One blue day is all it takes for me to start worrying that I’m relapsing into acute depression. This morning I woke up and felt the tugging sensation of low mood deep in my chest before I’d even opened my eyes. It’s a feeling that always accompanies my depression, as if I’ve swallowed a stone and it’s sitting inside me, heavy and indigestible. It replicates how it feels after something terrible has happened – a bereavement, a relationship break-up – so this morning I lay still for a while trying to remember what the terrible thing might be, before I realised that there is nothing. I feel miserable and there is no “reason” that I can identify. During the past few weeks, my days have felt too short to accommodate all that I want to achieve, but today feels frighteningly empty, stretching out ahead of me. That’s when the thought pops into my mind: oh, no, here we go again.

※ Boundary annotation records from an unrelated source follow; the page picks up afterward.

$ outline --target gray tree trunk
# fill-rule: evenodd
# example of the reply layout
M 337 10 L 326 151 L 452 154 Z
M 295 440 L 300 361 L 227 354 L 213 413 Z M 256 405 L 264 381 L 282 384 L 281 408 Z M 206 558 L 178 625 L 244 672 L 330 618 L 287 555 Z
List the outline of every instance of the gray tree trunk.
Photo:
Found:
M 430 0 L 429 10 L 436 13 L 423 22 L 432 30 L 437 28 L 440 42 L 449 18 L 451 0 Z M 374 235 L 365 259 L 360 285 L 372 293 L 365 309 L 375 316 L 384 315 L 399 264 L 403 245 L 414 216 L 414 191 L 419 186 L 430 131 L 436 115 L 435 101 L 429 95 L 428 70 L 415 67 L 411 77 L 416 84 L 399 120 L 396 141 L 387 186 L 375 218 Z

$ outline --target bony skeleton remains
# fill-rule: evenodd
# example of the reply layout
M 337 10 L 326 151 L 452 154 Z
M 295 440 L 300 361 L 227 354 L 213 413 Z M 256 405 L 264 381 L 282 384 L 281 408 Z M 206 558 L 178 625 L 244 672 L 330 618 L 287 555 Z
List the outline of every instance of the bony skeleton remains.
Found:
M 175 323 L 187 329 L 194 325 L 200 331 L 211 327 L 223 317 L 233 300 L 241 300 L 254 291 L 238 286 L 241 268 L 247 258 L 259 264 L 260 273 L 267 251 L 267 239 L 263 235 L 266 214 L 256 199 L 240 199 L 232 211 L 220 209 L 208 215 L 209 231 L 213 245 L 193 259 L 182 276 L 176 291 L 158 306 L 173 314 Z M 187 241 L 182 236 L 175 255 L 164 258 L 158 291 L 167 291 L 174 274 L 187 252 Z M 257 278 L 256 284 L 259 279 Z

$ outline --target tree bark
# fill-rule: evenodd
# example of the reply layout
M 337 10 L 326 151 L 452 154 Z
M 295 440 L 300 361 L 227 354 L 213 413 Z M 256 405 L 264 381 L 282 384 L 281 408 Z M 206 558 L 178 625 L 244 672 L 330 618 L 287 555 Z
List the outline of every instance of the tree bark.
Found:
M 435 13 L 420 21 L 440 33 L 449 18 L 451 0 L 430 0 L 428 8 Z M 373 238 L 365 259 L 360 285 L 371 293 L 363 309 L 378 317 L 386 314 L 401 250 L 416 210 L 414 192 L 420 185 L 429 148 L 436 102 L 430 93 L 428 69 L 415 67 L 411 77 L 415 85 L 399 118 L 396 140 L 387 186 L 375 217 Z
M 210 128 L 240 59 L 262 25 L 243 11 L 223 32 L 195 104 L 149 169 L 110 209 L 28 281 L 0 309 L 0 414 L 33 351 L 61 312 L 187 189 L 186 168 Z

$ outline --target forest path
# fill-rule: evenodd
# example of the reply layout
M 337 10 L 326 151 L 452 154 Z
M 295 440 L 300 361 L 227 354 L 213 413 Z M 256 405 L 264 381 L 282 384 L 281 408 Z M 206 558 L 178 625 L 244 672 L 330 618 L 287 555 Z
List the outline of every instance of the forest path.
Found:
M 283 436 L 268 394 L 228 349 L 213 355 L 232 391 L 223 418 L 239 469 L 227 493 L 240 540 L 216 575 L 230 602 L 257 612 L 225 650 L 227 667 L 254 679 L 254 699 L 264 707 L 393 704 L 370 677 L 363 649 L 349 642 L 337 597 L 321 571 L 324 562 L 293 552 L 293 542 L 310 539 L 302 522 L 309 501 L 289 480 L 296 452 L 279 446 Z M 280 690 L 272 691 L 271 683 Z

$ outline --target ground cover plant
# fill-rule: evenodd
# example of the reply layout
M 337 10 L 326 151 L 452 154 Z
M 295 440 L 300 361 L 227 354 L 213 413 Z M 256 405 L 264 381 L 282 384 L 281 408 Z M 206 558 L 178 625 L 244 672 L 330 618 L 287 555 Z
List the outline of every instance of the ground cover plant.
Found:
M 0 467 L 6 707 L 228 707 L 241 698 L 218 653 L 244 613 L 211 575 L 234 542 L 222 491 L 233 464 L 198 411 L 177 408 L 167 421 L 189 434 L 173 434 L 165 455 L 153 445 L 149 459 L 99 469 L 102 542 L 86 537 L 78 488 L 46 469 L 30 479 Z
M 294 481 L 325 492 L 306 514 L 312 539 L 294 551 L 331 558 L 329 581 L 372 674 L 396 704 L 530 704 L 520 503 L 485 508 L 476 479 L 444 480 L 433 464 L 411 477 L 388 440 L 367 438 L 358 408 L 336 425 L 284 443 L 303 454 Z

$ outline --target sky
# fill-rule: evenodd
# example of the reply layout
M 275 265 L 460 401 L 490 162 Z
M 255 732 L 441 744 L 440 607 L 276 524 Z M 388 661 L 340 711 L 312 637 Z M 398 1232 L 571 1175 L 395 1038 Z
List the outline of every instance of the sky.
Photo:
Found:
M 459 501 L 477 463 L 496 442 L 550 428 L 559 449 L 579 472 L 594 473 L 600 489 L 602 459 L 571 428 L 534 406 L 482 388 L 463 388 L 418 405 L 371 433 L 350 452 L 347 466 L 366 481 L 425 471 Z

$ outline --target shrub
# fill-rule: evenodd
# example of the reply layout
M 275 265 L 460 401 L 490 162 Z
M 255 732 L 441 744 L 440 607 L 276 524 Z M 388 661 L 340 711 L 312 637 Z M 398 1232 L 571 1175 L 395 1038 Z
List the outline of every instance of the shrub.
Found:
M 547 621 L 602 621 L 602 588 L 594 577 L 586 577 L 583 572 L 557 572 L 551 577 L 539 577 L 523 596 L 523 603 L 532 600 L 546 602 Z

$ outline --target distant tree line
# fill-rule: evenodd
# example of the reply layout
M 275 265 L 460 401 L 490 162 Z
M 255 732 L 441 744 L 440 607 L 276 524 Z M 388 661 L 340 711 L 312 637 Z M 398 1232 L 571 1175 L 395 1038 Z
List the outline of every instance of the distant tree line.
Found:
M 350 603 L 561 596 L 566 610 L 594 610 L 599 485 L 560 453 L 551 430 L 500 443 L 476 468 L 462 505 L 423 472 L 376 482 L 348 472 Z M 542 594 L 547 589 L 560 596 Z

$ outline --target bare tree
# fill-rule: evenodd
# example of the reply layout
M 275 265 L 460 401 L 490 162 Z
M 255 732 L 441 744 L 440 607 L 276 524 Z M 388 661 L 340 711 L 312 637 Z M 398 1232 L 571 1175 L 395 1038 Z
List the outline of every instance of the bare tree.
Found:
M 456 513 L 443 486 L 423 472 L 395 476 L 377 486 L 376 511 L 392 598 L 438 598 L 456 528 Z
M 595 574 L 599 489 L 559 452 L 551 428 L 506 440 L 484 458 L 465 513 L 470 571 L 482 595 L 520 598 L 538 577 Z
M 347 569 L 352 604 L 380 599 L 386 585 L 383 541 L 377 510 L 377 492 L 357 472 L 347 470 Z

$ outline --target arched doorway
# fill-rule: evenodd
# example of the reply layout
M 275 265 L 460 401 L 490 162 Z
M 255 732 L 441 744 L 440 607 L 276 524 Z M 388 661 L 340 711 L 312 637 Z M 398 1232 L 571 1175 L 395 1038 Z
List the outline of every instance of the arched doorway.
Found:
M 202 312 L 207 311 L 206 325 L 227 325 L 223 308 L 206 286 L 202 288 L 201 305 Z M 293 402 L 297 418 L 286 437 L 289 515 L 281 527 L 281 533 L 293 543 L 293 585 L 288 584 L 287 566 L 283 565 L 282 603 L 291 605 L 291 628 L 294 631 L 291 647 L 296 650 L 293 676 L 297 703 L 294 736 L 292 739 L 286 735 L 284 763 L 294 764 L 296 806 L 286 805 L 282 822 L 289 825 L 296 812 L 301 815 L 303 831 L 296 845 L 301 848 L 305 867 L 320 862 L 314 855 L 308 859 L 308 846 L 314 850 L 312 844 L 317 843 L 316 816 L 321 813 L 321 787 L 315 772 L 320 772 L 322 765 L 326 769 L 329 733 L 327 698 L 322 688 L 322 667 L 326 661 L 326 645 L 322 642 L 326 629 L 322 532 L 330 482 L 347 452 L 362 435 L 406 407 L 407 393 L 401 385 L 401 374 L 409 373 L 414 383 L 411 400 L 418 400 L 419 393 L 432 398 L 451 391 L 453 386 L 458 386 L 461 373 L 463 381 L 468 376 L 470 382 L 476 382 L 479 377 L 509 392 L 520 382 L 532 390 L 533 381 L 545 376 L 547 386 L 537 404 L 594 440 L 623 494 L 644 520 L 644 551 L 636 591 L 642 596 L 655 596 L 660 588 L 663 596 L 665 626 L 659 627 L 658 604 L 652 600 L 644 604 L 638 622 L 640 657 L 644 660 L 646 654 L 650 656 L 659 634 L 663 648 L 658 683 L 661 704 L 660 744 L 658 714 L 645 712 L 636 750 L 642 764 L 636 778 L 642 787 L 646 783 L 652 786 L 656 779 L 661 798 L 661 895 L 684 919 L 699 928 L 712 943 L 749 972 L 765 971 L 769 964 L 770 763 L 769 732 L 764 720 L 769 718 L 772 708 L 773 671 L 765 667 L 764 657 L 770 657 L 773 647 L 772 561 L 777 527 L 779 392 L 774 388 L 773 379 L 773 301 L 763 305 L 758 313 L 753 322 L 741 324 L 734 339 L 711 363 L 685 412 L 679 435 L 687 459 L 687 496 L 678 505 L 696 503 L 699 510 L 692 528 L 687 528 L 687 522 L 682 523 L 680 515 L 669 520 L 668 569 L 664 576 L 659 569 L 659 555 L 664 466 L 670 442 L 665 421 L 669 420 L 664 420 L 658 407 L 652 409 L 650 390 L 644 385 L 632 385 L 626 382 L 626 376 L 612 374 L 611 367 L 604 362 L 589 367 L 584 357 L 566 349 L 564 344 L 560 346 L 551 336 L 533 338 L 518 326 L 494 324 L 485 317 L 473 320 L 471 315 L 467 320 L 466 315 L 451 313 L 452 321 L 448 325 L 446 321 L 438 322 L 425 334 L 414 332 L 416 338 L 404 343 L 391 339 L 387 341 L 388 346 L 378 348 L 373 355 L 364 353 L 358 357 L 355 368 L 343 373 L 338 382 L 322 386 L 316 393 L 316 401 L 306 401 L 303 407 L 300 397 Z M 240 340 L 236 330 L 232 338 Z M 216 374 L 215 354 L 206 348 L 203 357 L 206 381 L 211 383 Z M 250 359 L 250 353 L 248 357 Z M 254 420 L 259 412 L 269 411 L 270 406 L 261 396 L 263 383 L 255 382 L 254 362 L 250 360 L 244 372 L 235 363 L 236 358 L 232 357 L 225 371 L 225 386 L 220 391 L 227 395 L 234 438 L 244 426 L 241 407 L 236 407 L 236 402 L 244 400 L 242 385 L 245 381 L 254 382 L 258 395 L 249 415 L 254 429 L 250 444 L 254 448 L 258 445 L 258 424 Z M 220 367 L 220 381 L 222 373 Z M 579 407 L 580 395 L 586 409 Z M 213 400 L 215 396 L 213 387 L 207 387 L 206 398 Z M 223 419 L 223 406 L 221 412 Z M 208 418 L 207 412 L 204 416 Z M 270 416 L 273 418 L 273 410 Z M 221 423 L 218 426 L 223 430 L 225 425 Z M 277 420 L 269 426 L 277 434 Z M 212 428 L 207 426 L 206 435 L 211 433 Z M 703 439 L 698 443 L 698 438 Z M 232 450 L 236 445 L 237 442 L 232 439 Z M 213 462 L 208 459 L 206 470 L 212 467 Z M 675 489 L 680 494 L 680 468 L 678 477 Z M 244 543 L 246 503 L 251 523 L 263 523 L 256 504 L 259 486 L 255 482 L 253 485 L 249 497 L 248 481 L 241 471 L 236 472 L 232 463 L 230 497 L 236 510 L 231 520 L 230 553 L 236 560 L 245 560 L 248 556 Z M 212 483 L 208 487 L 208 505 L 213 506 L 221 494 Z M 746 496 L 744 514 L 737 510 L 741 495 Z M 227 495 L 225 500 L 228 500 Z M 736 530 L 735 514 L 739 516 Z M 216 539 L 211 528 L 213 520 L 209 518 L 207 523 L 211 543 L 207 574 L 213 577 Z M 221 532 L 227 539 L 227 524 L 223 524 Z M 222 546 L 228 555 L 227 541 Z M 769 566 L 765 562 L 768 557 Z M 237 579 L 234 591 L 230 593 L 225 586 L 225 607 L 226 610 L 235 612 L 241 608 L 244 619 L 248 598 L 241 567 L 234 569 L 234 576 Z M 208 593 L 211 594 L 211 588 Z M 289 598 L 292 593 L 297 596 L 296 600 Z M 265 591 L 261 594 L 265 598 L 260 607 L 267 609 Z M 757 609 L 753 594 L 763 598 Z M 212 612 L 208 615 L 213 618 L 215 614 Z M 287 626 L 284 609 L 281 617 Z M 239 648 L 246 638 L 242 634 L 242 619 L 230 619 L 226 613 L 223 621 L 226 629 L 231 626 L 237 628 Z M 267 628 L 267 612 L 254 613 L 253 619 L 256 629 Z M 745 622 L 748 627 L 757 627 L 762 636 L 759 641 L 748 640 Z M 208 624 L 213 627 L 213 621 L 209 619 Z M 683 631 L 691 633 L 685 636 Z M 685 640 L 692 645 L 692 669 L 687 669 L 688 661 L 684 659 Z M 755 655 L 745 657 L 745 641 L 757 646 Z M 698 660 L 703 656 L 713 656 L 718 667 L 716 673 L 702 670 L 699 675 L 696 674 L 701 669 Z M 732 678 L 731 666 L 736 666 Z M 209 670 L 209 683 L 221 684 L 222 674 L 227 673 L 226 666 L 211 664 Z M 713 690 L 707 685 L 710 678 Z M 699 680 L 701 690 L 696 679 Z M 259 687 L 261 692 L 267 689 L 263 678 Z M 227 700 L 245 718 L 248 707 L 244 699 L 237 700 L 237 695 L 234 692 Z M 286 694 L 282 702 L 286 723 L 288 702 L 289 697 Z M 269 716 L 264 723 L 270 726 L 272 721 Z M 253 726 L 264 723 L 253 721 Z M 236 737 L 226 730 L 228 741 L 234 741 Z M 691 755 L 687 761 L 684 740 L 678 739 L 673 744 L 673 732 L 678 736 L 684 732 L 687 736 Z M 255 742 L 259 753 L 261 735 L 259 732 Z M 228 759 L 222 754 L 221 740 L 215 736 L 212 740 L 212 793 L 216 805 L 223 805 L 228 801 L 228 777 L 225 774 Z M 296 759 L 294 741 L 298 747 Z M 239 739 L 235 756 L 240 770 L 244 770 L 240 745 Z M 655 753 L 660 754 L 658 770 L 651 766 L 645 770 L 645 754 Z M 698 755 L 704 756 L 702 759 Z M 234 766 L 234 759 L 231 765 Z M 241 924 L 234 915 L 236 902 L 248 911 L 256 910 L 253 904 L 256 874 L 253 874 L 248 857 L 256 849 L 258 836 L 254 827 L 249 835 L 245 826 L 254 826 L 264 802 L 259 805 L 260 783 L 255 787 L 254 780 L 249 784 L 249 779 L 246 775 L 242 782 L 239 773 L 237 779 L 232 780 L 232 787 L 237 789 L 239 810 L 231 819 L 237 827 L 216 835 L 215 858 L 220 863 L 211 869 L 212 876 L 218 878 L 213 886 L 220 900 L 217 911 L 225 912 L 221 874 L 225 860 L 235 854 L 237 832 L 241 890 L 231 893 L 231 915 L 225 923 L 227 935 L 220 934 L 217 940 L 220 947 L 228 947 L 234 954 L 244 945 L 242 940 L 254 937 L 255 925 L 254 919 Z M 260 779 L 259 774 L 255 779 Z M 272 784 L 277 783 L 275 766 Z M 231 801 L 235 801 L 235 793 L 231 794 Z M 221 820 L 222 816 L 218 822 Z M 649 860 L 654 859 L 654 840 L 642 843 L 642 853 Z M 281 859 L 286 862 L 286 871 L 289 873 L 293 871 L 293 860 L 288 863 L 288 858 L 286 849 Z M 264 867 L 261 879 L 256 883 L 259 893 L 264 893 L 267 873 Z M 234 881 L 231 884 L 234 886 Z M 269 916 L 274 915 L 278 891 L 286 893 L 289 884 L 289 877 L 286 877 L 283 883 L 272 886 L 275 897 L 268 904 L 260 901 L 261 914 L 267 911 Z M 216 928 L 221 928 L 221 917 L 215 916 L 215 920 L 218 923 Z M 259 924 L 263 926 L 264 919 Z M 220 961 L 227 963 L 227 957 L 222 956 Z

I’ve had plenty of exposure to cognitive techniques – I use them all the time at work with clients, for goodness sake. I know what I’m supposed to do to control the worry and challenge depressive thinking. Panicked Me is yelling, “You see this? This is just how I felt last time when I was beginning to get depressed. I thought I was past that, but it’s back again, I’m getting ill!” I look to Sensible Me, to see what my Wise Mind has to say about it. Sensible Me is always full of good advice, and today is no exception. “Don’t get carried away! This is just one low day. On the scale of things, your mood’s not even that low. This is absolutely just a blip. You’ll probably be fine tomorrow.”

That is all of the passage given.